Thursday, April 18, 2013
It’s likely we’ve read Jesus’ Beatitudes as a list of virtues— attitudes and actions that He wants us to pursue. So, we think, He wants us to be humble (Matthew 5:5), merciful (v.7), pure in heart (v.8), and peaceful (v.9).
These are wonderful qualities to have. If we’re to be consistent in reading the Beatitudes this way, however, some of these “virtues” become tricky. Does Jesus really want us to mourn (v.4) or to be persecuted and insulted? (vv.10-11). (Some have said we should mourn over our sins, but this is not actually said in the text.) This way of reading the Beatitudes can also lead to a works-based understanding of salvation.
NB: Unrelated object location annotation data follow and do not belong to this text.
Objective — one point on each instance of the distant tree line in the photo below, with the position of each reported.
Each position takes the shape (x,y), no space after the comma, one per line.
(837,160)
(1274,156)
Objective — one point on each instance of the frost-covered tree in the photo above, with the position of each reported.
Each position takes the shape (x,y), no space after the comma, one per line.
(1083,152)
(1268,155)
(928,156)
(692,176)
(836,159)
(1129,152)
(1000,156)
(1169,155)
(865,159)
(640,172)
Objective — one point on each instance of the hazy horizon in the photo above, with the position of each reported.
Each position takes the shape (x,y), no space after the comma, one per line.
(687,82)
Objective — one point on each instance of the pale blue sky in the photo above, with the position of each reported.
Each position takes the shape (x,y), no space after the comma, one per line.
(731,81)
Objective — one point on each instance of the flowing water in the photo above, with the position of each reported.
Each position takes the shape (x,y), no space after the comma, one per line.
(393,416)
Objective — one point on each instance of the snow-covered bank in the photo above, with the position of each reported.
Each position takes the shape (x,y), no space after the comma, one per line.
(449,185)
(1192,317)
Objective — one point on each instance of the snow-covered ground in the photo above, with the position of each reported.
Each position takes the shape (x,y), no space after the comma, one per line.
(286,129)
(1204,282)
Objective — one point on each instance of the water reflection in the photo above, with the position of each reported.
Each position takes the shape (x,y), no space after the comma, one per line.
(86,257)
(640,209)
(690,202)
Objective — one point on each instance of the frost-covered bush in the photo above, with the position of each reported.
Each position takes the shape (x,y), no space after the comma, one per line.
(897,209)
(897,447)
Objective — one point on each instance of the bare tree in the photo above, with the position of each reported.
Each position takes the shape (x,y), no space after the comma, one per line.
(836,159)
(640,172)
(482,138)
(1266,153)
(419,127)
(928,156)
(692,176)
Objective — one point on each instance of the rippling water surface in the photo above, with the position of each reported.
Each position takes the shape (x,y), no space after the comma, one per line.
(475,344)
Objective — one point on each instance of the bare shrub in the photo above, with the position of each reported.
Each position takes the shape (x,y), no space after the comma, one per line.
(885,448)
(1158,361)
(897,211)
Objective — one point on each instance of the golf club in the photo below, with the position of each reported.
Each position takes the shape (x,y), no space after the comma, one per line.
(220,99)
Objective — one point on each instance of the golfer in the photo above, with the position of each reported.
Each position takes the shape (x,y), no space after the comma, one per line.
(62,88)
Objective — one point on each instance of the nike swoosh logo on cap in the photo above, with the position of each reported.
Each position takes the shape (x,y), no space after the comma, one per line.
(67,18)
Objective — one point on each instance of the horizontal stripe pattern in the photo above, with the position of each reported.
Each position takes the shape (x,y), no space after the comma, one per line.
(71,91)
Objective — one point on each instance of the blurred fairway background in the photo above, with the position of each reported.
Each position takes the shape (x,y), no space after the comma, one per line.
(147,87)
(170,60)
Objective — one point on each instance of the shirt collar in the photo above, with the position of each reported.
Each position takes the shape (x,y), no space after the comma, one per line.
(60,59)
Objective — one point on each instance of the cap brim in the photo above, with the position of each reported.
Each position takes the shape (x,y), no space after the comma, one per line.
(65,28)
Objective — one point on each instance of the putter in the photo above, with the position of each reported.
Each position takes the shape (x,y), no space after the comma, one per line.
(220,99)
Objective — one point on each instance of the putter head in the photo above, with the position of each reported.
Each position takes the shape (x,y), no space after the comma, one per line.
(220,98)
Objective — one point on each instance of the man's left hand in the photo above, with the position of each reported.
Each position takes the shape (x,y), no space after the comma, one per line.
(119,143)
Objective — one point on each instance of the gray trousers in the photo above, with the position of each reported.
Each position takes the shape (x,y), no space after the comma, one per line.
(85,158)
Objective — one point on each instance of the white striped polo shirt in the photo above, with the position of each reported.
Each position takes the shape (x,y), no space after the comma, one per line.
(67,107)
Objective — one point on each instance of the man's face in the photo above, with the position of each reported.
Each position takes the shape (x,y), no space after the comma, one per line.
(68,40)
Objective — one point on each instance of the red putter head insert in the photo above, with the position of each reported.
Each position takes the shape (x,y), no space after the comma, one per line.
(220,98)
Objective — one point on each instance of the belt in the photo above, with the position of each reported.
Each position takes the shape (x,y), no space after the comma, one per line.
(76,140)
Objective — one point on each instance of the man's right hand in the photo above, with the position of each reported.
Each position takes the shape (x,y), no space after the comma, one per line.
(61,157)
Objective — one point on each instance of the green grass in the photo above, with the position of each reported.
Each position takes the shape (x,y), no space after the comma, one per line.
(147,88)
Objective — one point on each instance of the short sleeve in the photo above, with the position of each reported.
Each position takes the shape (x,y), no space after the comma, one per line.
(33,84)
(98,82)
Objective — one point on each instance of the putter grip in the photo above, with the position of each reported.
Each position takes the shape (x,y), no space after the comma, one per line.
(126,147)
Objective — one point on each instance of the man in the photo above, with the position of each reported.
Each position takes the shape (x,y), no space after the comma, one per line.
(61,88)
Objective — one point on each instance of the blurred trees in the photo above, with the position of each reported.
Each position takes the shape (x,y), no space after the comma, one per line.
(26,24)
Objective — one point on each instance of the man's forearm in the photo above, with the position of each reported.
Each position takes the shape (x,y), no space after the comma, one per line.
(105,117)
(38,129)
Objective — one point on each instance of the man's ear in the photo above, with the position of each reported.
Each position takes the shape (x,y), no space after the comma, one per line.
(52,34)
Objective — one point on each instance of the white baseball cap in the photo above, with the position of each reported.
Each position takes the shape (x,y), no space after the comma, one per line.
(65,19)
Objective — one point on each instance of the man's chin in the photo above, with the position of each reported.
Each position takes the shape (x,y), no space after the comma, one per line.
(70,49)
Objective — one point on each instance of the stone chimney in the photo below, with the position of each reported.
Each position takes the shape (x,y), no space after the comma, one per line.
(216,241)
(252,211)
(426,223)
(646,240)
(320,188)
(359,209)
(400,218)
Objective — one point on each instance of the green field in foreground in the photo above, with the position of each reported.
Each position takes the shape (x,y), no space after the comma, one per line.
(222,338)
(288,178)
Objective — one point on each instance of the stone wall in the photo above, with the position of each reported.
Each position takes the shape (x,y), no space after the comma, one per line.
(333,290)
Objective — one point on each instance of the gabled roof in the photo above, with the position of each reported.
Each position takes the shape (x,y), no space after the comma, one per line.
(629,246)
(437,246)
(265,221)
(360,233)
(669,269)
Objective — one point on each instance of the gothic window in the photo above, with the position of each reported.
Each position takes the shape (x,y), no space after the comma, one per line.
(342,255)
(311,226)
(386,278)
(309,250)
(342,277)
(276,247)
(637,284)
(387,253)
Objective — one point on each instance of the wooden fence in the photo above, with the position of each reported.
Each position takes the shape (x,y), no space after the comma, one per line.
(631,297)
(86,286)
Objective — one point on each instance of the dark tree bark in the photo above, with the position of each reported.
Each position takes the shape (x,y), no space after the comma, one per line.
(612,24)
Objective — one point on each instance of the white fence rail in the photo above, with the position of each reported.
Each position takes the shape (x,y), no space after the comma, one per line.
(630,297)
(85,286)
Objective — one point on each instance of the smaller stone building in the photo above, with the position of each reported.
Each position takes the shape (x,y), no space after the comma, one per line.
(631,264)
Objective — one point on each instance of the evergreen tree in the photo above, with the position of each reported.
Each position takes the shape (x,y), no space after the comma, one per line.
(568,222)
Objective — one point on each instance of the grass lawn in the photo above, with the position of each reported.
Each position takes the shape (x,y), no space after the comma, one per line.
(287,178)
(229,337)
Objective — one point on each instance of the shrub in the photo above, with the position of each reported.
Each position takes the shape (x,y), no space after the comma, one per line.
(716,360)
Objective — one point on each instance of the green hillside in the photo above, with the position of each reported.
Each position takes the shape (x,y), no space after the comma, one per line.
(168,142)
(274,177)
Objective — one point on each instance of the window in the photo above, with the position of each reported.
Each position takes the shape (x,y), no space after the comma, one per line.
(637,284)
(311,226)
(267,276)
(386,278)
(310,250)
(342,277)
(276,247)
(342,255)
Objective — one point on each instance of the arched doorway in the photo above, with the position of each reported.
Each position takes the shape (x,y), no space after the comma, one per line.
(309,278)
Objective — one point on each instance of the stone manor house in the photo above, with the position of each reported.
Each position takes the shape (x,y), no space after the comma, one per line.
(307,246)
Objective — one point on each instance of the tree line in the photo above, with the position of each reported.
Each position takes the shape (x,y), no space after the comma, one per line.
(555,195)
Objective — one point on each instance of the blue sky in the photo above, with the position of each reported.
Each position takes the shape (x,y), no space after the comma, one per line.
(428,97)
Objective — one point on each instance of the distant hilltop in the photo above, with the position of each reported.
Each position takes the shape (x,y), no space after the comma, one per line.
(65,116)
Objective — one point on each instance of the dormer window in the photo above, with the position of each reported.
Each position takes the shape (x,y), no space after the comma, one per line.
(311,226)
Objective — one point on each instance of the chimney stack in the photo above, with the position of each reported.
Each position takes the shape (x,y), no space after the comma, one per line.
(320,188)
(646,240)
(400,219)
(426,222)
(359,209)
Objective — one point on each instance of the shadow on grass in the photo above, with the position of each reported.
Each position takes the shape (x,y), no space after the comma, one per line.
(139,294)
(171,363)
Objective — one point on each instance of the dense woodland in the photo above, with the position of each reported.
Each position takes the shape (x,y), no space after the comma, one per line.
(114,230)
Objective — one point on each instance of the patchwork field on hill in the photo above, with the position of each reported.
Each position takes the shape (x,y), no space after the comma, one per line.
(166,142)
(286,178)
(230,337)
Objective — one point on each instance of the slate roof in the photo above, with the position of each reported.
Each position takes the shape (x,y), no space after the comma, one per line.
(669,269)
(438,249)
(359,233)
If we’re humble, gentle, merciful, and soon, we assume that God will then “bless” us.
Perhaps Jesus was making a different point. Luke’s recording of the Beatitudes makes it clear that Jesus was not addressing people who thought they were poor, hungry, or sad, but people who literally were (Luke 6:17-23).
This has led commentators like Dallas Willard to suggest that Jesus’ Beatitudes are not a list of virtues but a list of “outcasts” rejected by society but “blessed” by Jesus (the people mentioned in Matthew 4:23-25). They were spiritually impoverished (5:3), sad (v.4), shy and prone to abuse (v.5), seeking but denied justice (v.6), ridiculed for being merciful or living by their strict conscience (vv.7-8), peacemakers instead of political radicals (v.9), and those persecuted for doing right or following Jesus (vv.10-11). All such people were “written off” by both the secular society and religious elite of Jesus’ day.
If this is what Jesus was saying, then the message of the Beatitudes is radical. Jesus welcomes all whom society rejects. Today that would include murderers, molesters, drug dealers, or the homeless, mentally ill, and overweight people.
Jesus ignores the world’s popularity lists. He takes anyone who will come to Him. —Sheridan Voysey
Read: Matthew 5:1-12
God blesses those who mourn, for they will be comforted (v.4).
More: Read Mary’s inspiring “magnificat” (also known as the song of Mary) in Luke 1:46-55 to see the way God reverses the fortunes of those who are despised by the world.
Next: What hopeless or “written off” people do you know? How can you be as gracious toward them as Jesus is to you?